Lehrangebot

Mein Lehrangebot umfasst folgende Bereiche.

Im Bereich der Kulturtheorie biete ich zur Erarbeitung begrifflicher Grundlagen eines Verständnisses zeitgenössischer Kultur Lektürekurse zu Pierre Bourdieu, Bruno Latour, Slavoy Zizek an. Darüber hinaus die Lektüre kulturtheoretischer Klassiker wie die Studien des Ethnologen Bronislaw Malinowski und die Seminare des strukturalen Psychoanalytikers Jacques Lacan sowie junger Klassiker der Kulturtheorie, wie Judith Butlers Gender-Theorie, der Begriff der Performanz bei Erika Fischer-Lichte u. a..

Überhaupt ist meine Lehre im Bereich der Kulturtheorie an key concepts ausgerichtet.

Themenfeld: Individuum und Kollektiv Im Mittelpunkt stehen hier die Theorie des symbolischen Gabentauschs nach Mauss, Lévi-Strauss und Matthias Waltz; Latours Begriffe des Netzwerks und der Zirkulation; Pierre Bourdieus Habitusbegriff; Lacans Begriff des großen Anderen.

Themenfeld: Postcolonial Sudies / Kulturelle Integration Neben thematischen Grundlagentexten von Autoren wie Stuart Hall und Homi Bhabha wird der Gegenstandsbereich Ehrenmorde und Terrorismus erarbeitet. Im Gegensatz sowohl zum postkolonialen Dogma der Auflösung kultureller Differenzen als freilich auch zum neokonservativen Denken unvermittelbarer kultureller Gegensätze zielt das Lehrangebot ab auf eine Politik, ein Denken kultureller Zwischen-Räume, Reflexionsräume und Medien der Reflexion.

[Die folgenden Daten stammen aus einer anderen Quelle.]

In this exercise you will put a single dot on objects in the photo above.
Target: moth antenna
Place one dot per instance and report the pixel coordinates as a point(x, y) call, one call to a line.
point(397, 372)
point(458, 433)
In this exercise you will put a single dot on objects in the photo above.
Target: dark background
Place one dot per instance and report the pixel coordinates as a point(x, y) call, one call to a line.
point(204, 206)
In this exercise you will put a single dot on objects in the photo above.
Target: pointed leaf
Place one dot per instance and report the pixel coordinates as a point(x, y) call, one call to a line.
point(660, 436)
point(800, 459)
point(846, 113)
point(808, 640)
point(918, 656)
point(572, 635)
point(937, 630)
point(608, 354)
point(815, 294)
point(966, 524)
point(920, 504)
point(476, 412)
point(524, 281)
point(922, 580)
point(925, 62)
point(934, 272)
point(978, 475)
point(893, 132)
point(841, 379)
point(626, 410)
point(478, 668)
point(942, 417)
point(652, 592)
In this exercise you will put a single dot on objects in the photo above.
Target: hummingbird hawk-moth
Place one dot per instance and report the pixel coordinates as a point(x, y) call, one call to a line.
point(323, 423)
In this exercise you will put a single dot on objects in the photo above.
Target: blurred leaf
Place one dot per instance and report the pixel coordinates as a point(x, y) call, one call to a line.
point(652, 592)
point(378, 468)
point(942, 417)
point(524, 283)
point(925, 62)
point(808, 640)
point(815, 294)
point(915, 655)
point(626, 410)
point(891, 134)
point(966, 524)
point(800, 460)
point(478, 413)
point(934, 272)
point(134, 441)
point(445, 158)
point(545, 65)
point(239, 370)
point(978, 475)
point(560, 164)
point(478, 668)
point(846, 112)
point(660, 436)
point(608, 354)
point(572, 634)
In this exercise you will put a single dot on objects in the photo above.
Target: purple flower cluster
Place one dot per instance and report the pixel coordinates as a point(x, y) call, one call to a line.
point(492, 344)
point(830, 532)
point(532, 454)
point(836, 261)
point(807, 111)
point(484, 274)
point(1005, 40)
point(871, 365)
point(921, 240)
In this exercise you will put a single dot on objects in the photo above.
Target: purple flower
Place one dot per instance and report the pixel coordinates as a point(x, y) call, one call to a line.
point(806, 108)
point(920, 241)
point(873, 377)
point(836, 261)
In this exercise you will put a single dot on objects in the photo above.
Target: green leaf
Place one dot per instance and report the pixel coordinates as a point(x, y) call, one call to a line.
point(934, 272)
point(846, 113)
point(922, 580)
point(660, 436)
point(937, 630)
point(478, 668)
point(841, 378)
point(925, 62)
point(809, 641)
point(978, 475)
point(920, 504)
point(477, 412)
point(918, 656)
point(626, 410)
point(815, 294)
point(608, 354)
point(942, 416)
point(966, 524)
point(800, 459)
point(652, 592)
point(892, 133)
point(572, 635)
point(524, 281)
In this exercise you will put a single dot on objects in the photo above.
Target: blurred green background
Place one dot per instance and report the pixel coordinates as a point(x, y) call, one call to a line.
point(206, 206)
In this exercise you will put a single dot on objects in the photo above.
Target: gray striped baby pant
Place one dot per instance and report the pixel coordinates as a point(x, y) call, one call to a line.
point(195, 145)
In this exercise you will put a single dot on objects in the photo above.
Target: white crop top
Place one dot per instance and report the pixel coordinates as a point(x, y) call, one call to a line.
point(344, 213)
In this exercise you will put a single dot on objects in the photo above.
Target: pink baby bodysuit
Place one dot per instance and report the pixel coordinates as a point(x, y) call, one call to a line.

Themenfeld: Wissenskulturen Mein Lehrangebot zu Wissensgesellschaft und Wissenskultur umfasst drei Einheiten. In der ersten Einheit werden Klassiker der Wissenschaftssoziologie gelesen, deren Denken in der heutigen Wissenskulturdiskussion noch lebendig ist: Flecks Begriffe von Denkstil und Denkkollektiv sowie die Theorie des Paradigmas und der wissenschaftlichen Revolutionen bei Kuhn. In der zweiten Lehreinheit werden die für die heutige Diskussion grundlegenden Laborstudien Latours und Knorr-Cetinas aus den Siebzigerjahren erarbeitet. In der dritten Einheit geht es schließlich um die jüngeren Untersuchungen Knorr-Cetinas, Latours u.a., in deren Zentrum Vorstellungen von Übersetzungen, Assoziationen divergenter Einheiten, Objektbezüge und der Wissenskulturbegriff selbst stehen.

Themenfeld: Popularkultur Die Geschichte der Popkultur wird als Geschichte popkultureller Epochen, Subkulturen und Szenen, Ästhetiken und Rezeptionsweisen gelehrt. Paradigmatisch sind: Hippies und Rocker in der Beschreibung von Paul Willis, Mods und Punks in der Beschreibung von Dick Hebdige, New Wave in der Darstellung Diederichsens, die Mädchenkulturen in den Beschreibungen Julie Burchills und Angela Mc Robbies.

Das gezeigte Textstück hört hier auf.